Sangli is clean. It begins with the railway station, which has been awarded the second cleanest station’s title in Maharashtra. A five-minute auto-rickshaw ride takes you to Dusshera Chowk. Through clean roads canopied by huge trees, you arrive at a small junction. A clean swept road from there leads to Sangli’s red light area. Pink doors on pink walls flank the street. There are no open drains with floating condoms in them. A decorative rangoli adorns the doorstep of every house. A few young girls stand next to a door, waiting for customers. Most others are busy with the chores that keep any housewife busy every morning—washing utensils and clothes, running after children, cooking meals, and taking dried clothes off the clothesline.

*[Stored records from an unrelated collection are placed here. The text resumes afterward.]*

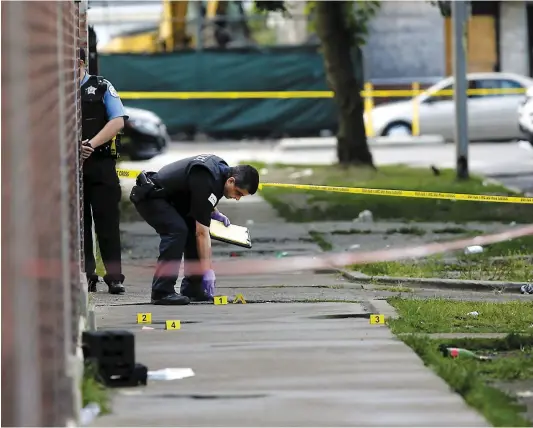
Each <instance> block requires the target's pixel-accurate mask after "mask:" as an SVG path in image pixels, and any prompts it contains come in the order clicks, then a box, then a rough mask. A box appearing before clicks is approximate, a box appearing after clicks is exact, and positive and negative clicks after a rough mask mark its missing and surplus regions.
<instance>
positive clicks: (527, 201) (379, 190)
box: [117, 168, 533, 204]
mask: <svg viewBox="0 0 533 428" xmlns="http://www.w3.org/2000/svg"><path fill="white" fill-rule="evenodd" d="M140 173H141V171H140V170H130V169H122V168H117V175H118V176H119V177H120V178H132V179H135V178H136V177H137V176H138V175H139V174H140ZM264 187H278V188H284V189H298V190H314V191H321V192H336V193H351V194H355V195H376V196H393V197H399V198H422V199H444V200H456V201H476V202H498V203H509V204H533V198H530V197H526V196H499V195H472V194H467V193H445V192H425V191H420V190H398V189H370V188H366V187H336V186H319V185H314V184H287V183H261V184H259V189H260V190H261V189H262V188H264Z"/></svg>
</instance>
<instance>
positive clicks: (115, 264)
mask: <svg viewBox="0 0 533 428" xmlns="http://www.w3.org/2000/svg"><path fill="white" fill-rule="evenodd" d="M85 60H86V56H85V50H84V49H80V64H79V65H80V74H79V80H80V90H81V106H82V107H81V111H82V139H83V141H82V158H83V159H84V162H83V203H84V214H83V215H84V254H85V274H86V275H87V281H88V283H89V292H96V284H97V282H98V275H96V261H95V259H94V252H93V239H92V219H93V218H94V227H95V231H96V237H97V239H98V243H99V245H100V253H101V255H102V260H103V262H104V266H105V268H106V275H105V276H104V278H103V279H104V282H105V283H106V284H107V286H108V287H109V293H111V294H121V293H124V291H125V289H124V285H122V283H123V282H124V275H122V266H121V264H122V263H121V262H122V260H121V249H120V228H119V226H120V225H119V222H120V212H119V203H120V197H121V189H120V182H119V179H118V176H117V172H116V159H117V157H118V156H119V153H118V150H119V145H120V144H119V141H118V138H119V136H118V134H119V132H120V131H121V130H122V128H123V127H124V120H125V119H127V117H128V116H127V115H126V114H125V113H124V107H123V106H122V102H121V101H120V98H119V96H118V94H117V91H116V90H115V88H114V87H113V85H112V84H111V83H110V82H109V81H107V80H105V79H104V78H103V77H100V76H92V75H90V74H89V73H87V70H86V65H85Z"/></svg>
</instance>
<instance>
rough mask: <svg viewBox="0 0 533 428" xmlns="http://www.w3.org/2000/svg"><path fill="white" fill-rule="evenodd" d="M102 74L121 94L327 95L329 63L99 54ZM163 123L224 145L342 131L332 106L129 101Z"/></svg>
mask: <svg viewBox="0 0 533 428" xmlns="http://www.w3.org/2000/svg"><path fill="white" fill-rule="evenodd" d="M98 65H99V74H101V75H103V76H105V77H106V78H107V79H109V80H110V81H111V82H112V83H113V85H114V86H115V88H116V89H117V91H118V92H119V93H120V92H125V91H128V92H129V91H132V92H174V91H178V92H211V91H224V92H225V91H316V90H319V91H324V90H328V88H327V85H326V78H325V73H324V65H323V59H322V56H321V54H320V52H318V49H317V48H316V47H313V48H308V49H302V48H298V49H269V50H249V49H242V50H240V49H239V50H234V49H232V50H226V51H220V50H204V51H201V52H196V51H182V52H175V53H174V52H173V53H160V54H149V55H148V54H147V55H143V54H100V55H99V64H98ZM123 102H124V105H126V106H130V107H138V108H144V109H148V110H151V111H153V112H154V113H156V114H157V115H159V116H160V117H161V118H162V119H163V121H164V122H165V124H166V125H167V128H168V130H169V133H170V134H177V133H180V132H184V133H190V134H193V133H195V132H202V133H206V134H210V135H213V136H218V137H237V138H242V137H244V136H247V135H250V136H272V135H278V136H279V135H283V134H288V135H291V136H298V135H311V134H314V133H317V132H319V131H320V130H323V129H329V130H331V131H334V132H335V131H336V128H337V120H336V108H335V105H334V101H333V99H327V98H326V99H231V100H150V99H148V100H131V99H125V100H123Z"/></svg>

Two decades ago, when Madam was just 18, she eloped with a boy, but he was too scared to marry her. She couldn’t go back to her parents and so she decided to stay on in Dusshera Chowk, doing sundry jobs. Eventually, she became a sex worker. Seven years into the business, she saw contemporaries suddenly falling ill, developing blisters in their mouth and on their tongue, and then becoming just a memory sooner than expected. “The fat girls suddenly became sticks. Then someone said it was AIDS. We had never heard of it before. We never thought that our work could kill us,” she says.
She began to work with Sangram, an organisation in Sangli promoting awareness about HIV and AIDS. That’s where she first encountered the condom. “I thought ‘What kind of weird sticky rubber is this?’ But then, since we were getting it free, I decided to try it,” she says, “I eventually understood that it was for my protection as a sex worker.” She took it upon herself to teach other girls how to use condoms. And also the customers who strode in. “Sex workers saw condoms as a hurdle not just to the sexual act, but to their business,” she says, “The girls would argue that asking the man to wear a condom was as good as showing him the door and not earning anything. They thought that the pleasure of sex would be lost if a condom was worn.”
Since most of the girls were from next-door Karnataka, they spoke only Kannada. Talking about condoms in Marathi or broken-Kannada was not really helping her get the message across to other sex workers. So she had an innovative idea. “I bought two huge plastic buckets and put them in an intersection of the lanes. I told the girls to throw used condoms into the buckets. Around midnight, I would ask the girls about the number of customers they’d had. Then, I would thrust my hand into the bins, pull out the used condoms, and count them. If it did not tally with the number the girls had told me, it meant someone did not get her customer to use a condom. I just had to call out once, and the errant girl would apologise. If they address me as ‘Maa’, then I have every right to scold them.” She is the boss of about 200 girls now, most of whom are from Karnataka’s Devdasi tradition, with tiny white beads on a red cord around their necks identifying their lineage.
Madam’s efforts took three years to come good. Today, none of the women will ‘bithao’ (seat—for sex) a customer who refuses to wear a condom. But are the men willing to oblige? “Not if they are very drunk,” says Madam. So she does what a good mother will do for her daughters—she screens the customers. By 6 pm, Madam settles herself under a big tree at the entrance of her territory. Every prospective customer has to pass her screening—essentially, an assessment of his level of inebriation. “No man comes to a brothel unless he has had some alcohol,” she says, “I look at a man and I can tell how drunk he is. If he is too drunk, then obviously he won’t be able to wear the condom. Then I send him back, even if that means shouting and pushing him away. For the rest, I ask if they are carrying condoms, though my girls are well stocked in any case.”
Many a times, girls have had to show the door to rich customers who try offering more money for condomless sex. “My man asks me, ‘Why do I have to wear the condom even after being with you for so many years? Don’t you trust me?’ I say that this is the way it needs to be, because I do not want him to bring in diseases from his wife,” she says.